Cet arbre demande de l'attention, mais rien ici ne dépasse les capacités d'un débutant. Il s'épanouit avec plein soleil, un drainage impeccable et une taille ferme chaque année pour rester ouvert et productif, et il attire une courte liste de maladies fongiques et de foreurs qu'un œil attentif tient en respect. Fais bien les choses simples et un seul arbre peut te donner plus de pêches qu'un foyer n'en mange.
Entretien
La version courte : plein soleil et un limon sableux à drainage rapide, un arrosage en profondeur toutes les une à deux semaines pendant les périodes sèches, et une taille en gobelet chaque fin d'hiver pour garder la lumière et l'air circulant dans le feuillage.
Lumière
Un pêcher adore le plein soleil, et vraiment, plus il en reçoit, mieux c'est, à la fois pour sucrer le fruit et pour assécher l'humidité qui favorise les maladies. Donne-lui l'emplacement le plus dégagé et le plus ensoleillé dont tu disposes, bien à l'écart des bâtiments et des grands arbres qui lui feraient de l'ombre.
Arrosage
Arrose l'arbre en profondeur tous les 7 à 14 jours dès que les pluies se font rares, et continue ainsi durant les deux premières années et pendant que le fruit grossit. La seule chose qu'un pêcher ne pardonne pas, ce sont les pieds mouillés, alors un drainage impeccable compte bien plus qu'un apport d'eau constant.
Sol
Un pêcher se plaît le mieux dans un limon sableux bien drainé, car l'eau stagnante fait pourrir les racines plus vite que presque tout le reste. Vise un pH du sol de 6,0 à 7,0, proche du neutre, là où l'arbre absorbe ses nutriments le plus facilement.
Température
Le pêcher supporte de larges écarts, d'environ -26°C à 38°C, bien qu'il ait tout de même besoin du froid hivernal pour former ses bourgeons floraux et redoute une gelée tardive de printemps sur les fleurs ouvertes. Un emplacement abrité adoucit doucement les deux extrêmes.
Humidité
L'air extérieur habituel autour de 40 % à 70 % convient parfaitement à un pêcher, c'est donc une chose de moins à surveiller. Ce qui compte vraiment, c'est la circulation de l'air, car une croissance humide et serrée favorise la cloque et la moniliose, alors taille pour garder le feuillage ouvert.
Fertilisation
Nourris au printemps avec un engrais équilibré 10-10-10 une fois par saison, puis complète avec du nitrate de calcium après la nouaison pour aider à porter la récolte. Vas-y doucement avec l'azote, sinon tu favoriseras une croissance molle et feuillue dans laquelle les maladies s'installent trop facilement.
Taille
Taille fermement chaque fin d'hiver à début de printemps, en façonnant l'arbre en forme de gobelet ouvert.
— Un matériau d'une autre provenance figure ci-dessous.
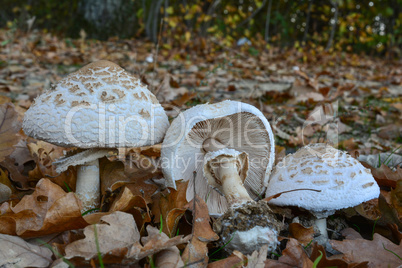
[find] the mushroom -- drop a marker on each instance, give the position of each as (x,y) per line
(341,182)
(213,127)
(230,146)
(98,106)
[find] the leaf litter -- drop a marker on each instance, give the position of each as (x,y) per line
(354,104)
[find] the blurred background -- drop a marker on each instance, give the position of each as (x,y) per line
(318,70)
(370,27)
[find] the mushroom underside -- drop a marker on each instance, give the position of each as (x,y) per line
(228,131)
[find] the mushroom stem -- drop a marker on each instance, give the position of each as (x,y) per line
(232,184)
(88,185)
(225,171)
(321,224)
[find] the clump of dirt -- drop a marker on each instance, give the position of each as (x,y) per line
(243,219)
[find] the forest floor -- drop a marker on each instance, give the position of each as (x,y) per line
(353,102)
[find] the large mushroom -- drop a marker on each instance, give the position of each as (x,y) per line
(341,182)
(98,106)
(230,146)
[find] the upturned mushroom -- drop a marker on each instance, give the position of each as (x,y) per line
(230,146)
(98,106)
(341,182)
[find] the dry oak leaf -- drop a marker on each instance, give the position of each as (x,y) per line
(136,205)
(333,261)
(116,174)
(293,255)
(9,128)
(47,210)
(196,252)
(384,176)
(119,242)
(117,230)
(16,252)
(168,257)
(302,234)
(234,260)
(379,252)
(170,204)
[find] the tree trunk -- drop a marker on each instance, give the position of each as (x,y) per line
(331,37)
(310,4)
(266,35)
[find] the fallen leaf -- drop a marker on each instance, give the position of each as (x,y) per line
(170,204)
(47,210)
(9,128)
(384,176)
(116,174)
(379,252)
(16,252)
(229,262)
(292,256)
(333,262)
(396,197)
(135,205)
(117,239)
(116,230)
(302,234)
(196,252)
(168,257)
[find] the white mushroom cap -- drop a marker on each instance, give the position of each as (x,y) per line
(342,180)
(101,106)
(238,126)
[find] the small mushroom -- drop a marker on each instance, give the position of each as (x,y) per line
(341,182)
(99,106)
(208,128)
(231,147)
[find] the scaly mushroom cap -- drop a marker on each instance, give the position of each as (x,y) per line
(237,126)
(342,180)
(100,105)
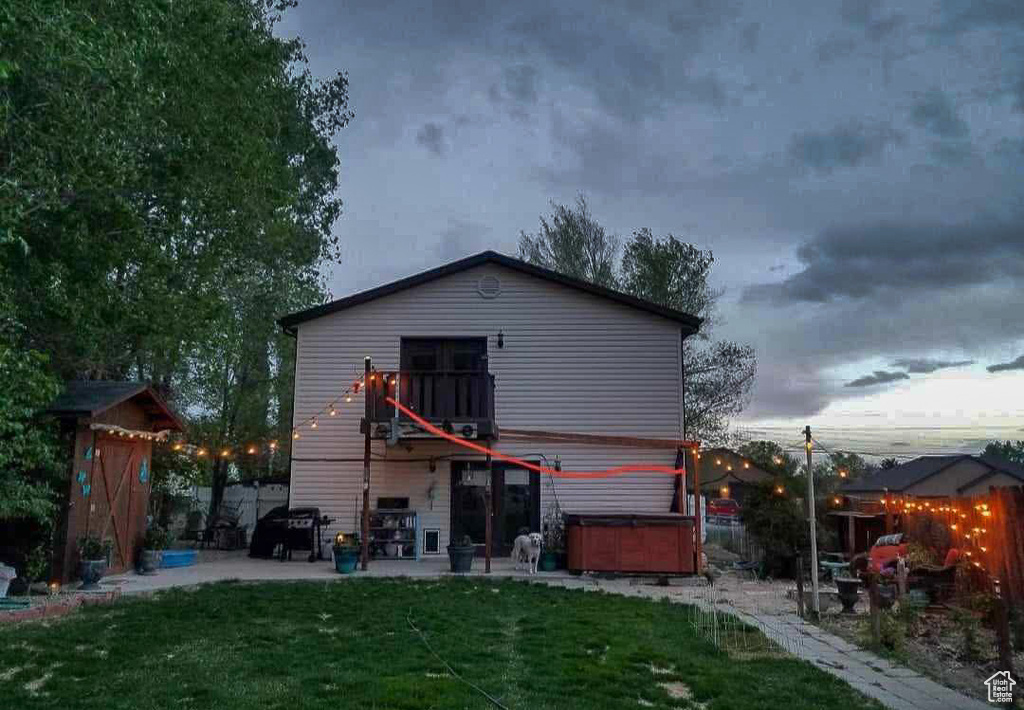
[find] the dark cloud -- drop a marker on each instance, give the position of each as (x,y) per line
(936,112)
(461,238)
(878,377)
(868,15)
(845,145)
(751,37)
(857,262)
(520,83)
(928,365)
(836,47)
(1017,364)
(431,136)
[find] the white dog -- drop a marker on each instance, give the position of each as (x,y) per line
(526,548)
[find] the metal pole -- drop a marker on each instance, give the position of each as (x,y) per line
(488,501)
(697,545)
(814,531)
(368,393)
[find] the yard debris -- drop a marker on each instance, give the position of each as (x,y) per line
(34,686)
(10,672)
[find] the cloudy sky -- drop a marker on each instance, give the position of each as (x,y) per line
(856,166)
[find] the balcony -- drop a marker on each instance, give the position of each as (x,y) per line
(461,403)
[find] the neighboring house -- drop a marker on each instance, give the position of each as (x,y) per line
(486,345)
(726,473)
(940,476)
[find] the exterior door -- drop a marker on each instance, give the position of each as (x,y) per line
(516,503)
(120,498)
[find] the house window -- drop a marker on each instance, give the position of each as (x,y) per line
(448,355)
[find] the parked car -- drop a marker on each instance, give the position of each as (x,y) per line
(723,507)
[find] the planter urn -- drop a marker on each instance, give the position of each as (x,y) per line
(345,558)
(90,572)
(548,561)
(150,561)
(461,557)
(848,592)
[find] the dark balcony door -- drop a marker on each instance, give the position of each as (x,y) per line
(516,503)
(445,378)
(456,356)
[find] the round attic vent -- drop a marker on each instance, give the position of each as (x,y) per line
(488,287)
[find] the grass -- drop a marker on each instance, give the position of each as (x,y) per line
(349,644)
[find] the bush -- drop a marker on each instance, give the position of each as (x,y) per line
(157,539)
(970,642)
(893,631)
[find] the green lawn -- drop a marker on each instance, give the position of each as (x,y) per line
(349,644)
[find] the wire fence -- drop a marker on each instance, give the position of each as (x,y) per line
(758,618)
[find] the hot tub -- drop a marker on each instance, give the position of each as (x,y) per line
(178,558)
(630,543)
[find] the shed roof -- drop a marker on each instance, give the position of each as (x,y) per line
(903,476)
(90,398)
(689,323)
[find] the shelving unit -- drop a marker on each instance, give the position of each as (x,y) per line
(394,534)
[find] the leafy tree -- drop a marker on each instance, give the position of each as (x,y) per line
(719,375)
(770,457)
(1011,451)
(574,244)
(671,273)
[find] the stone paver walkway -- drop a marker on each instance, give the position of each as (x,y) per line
(759,603)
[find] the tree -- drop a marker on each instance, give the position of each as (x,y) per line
(771,457)
(1011,451)
(573,244)
(170,172)
(28,447)
(718,375)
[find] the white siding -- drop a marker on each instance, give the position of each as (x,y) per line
(571,362)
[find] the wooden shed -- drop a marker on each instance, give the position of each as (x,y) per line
(110,427)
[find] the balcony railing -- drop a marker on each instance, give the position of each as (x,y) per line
(452,400)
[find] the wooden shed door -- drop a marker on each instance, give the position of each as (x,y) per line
(117,492)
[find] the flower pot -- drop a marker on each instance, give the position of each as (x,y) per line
(548,561)
(150,561)
(345,558)
(848,592)
(90,572)
(461,557)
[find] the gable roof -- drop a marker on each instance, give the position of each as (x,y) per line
(688,322)
(90,398)
(903,476)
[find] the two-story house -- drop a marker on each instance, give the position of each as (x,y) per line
(480,346)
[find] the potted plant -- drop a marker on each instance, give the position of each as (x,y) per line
(92,554)
(151,556)
(346,551)
(461,554)
(553,551)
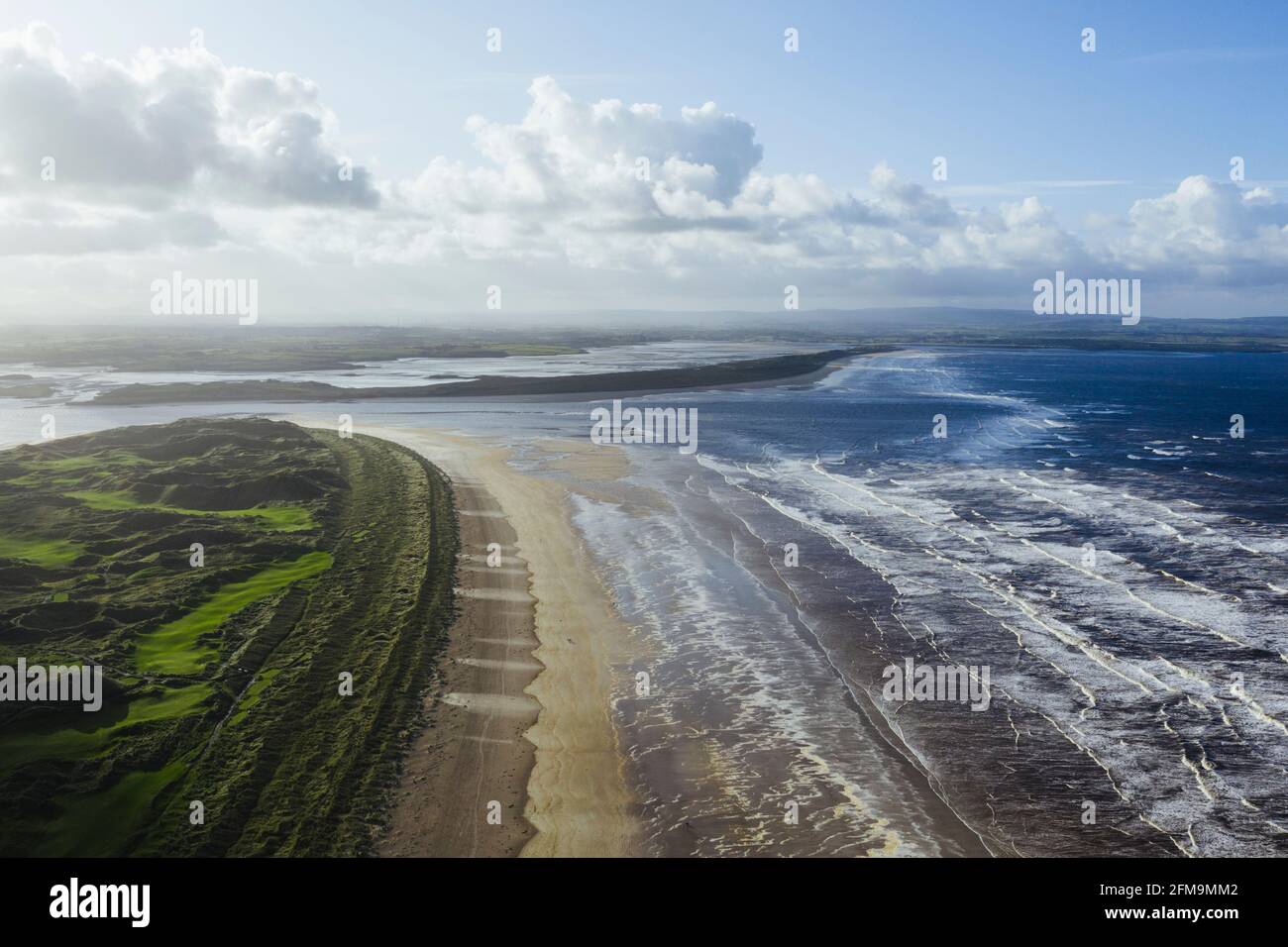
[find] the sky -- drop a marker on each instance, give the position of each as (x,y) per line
(365,162)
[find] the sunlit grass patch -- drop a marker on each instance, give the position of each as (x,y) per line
(288,518)
(175,648)
(42,552)
(20,746)
(101,823)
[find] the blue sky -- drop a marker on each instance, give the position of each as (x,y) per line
(1003,90)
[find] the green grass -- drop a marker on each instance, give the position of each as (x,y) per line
(101,823)
(175,648)
(253,693)
(284,518)
(50,553)
(20,746)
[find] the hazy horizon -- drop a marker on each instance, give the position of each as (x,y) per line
(515,158)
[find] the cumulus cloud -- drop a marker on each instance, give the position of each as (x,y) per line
(1209,228)
(176,150)
(166,127)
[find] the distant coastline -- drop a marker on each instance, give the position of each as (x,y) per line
(742,372)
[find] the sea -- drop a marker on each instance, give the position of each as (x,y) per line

Retire les rameaux qui se croisent, morts, ou trop vigoureux pour que le soleil et l'air atteignent bien le centre du feuillage, ce qui reste vraiment la meilleure défense de ton fruit contre les maladies.
Rempotage
Les pêchers sont des arbres cultivés en pleine terre plutôt que des plantes d'intérieur, il n'y a donc aucun cycle de rempotage à suivre, ce qui est un soulagement. Plante-le une bonne fois pour toutes au bon endroit et l'arbre reste heureux sur place durablement.
Taille et espacement
Attends-toi à ce qu'un arbre mature atteigne 4,6 à 7,6 m de hauteur et à peu près autant de largeur, bien que la taille garde la plupart des arbres domestiques plus petits et faciles à atteindre. Laisse-lui tout cet espace dégagé pour que la lumière et l'air circulent librement à travers les branches.
Quand planter
Les pêchers se plantent alors qu'ils sont encore dormants et dénudés. Mets les arbres en terre de la fin de l'hiver au début du printemps, avant l'éclatement des bourgeons, et ils s'installeront, fleuriront ce printemps-là, et mûriront leurs fruits tout l'été, environ de la mi-juin à la mi-septembre selon le cultivar.
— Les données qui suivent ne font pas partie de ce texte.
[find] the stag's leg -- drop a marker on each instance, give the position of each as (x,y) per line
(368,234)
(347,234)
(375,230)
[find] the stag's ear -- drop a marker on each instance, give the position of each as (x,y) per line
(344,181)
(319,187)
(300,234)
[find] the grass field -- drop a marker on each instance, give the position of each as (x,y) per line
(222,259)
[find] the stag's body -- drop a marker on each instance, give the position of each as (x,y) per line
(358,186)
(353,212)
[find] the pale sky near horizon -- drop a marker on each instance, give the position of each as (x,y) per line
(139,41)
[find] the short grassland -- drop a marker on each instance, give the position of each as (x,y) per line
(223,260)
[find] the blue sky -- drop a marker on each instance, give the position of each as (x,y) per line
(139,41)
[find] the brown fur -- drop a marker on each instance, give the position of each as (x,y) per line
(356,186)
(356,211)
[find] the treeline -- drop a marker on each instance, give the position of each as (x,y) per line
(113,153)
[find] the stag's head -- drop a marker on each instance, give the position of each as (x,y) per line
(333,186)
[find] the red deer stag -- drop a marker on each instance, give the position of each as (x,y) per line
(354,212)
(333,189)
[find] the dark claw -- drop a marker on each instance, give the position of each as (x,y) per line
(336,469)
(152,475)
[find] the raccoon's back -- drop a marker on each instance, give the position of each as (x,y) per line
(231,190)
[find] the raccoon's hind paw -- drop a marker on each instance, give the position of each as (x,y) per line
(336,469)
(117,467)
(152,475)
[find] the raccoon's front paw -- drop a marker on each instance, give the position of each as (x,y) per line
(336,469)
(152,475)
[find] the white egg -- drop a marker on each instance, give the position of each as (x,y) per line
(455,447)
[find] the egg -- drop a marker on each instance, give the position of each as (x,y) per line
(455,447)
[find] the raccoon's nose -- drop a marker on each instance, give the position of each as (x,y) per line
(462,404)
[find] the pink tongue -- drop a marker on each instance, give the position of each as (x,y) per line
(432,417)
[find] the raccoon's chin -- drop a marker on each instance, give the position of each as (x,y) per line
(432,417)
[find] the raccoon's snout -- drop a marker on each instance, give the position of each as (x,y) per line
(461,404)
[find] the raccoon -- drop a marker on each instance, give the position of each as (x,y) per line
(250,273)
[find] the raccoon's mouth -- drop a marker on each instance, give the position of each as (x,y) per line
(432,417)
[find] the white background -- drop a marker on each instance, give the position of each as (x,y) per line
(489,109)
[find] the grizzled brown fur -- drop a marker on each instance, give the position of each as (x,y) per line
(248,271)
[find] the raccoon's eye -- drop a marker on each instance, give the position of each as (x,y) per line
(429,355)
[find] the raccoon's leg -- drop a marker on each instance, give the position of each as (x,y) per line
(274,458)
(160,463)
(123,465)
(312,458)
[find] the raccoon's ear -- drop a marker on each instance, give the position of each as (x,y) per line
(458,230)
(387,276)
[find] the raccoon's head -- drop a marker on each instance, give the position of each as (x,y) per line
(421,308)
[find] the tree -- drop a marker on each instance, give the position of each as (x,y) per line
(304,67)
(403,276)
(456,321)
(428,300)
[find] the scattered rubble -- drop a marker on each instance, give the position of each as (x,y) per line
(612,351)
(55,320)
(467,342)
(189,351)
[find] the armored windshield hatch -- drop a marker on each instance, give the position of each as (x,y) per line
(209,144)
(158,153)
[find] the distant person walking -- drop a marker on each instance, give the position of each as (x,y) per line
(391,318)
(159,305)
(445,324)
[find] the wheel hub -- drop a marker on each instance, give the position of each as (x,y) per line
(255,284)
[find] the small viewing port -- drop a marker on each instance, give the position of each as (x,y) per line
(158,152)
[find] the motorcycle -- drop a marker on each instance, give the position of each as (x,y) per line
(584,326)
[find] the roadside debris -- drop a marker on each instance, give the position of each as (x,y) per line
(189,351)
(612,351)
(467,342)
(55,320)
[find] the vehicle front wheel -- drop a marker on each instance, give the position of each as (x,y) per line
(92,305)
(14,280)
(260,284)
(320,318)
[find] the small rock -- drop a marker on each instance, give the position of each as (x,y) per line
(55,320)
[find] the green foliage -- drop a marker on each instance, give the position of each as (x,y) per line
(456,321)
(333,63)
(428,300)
Mois typiques pour un climat tempéré : commencez plus tôt en zone chaude, plus tard là où les gelées de printemps persistent.
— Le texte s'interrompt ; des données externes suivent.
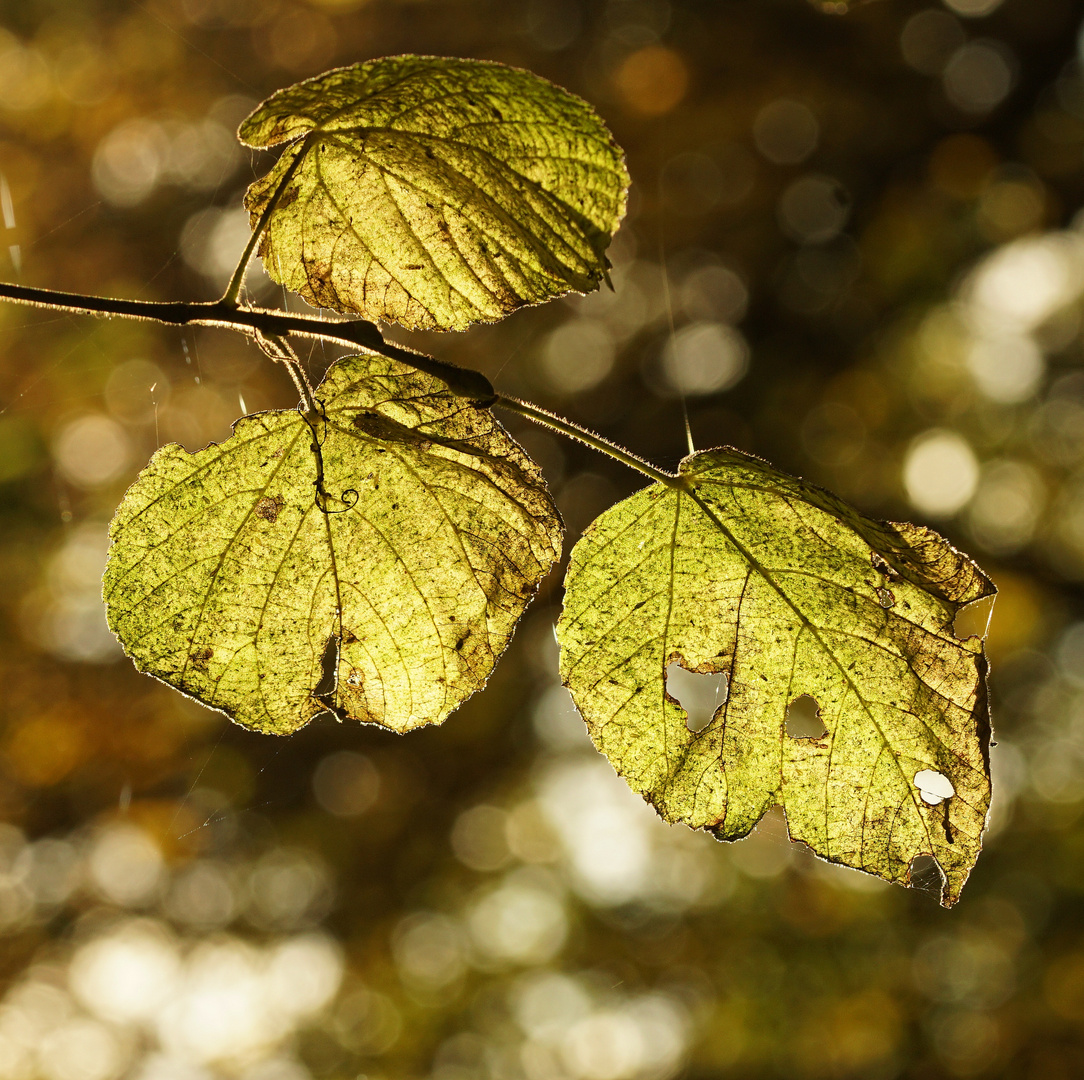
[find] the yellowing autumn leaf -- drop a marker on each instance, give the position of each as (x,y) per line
(237,578)
(435,193)
(791,594)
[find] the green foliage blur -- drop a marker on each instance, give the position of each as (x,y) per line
(853,247)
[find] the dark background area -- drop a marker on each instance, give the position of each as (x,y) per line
(853,244)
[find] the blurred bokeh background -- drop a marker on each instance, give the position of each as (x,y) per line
(854,245)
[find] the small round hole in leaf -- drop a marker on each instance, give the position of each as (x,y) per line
(803,719)
(698,693)
(934,787)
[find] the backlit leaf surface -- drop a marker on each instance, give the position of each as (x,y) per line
(435,193)
(227,579)
(788,592)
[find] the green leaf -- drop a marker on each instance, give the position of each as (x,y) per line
(234,579)
(435,193)
(740,569)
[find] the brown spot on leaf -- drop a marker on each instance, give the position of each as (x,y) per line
(269,508)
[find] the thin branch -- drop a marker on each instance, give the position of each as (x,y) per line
(590,438)
(355,333)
- Plantation: Planter les arbres dormants à racines nues de la fin de l'hiver au début du printemps (environ décembre à mi mars dans les régions douces).
- Récolte: Fleurit au printemps ; les fruits mûrissent en été (environ de la mi juin à la mi septembre selon le cultivar).
Rusticité
Température: jusqu'à -29°C
Problèmes courants
La plupart des soucis du pêcher sont d'origine fongique ou creusent le bois, et ils apparaissent sur les feuilles printanières, les fruits en cours de maturation, ou en bas du tronc. Le côté rassurant, c'est qu'un repérage précoce permet à l'arbre de se rétablir rapidement. Trouve ce qui correspond à ce que tu observes ci-dessous, puis agis pendant que cela fait encore une différence.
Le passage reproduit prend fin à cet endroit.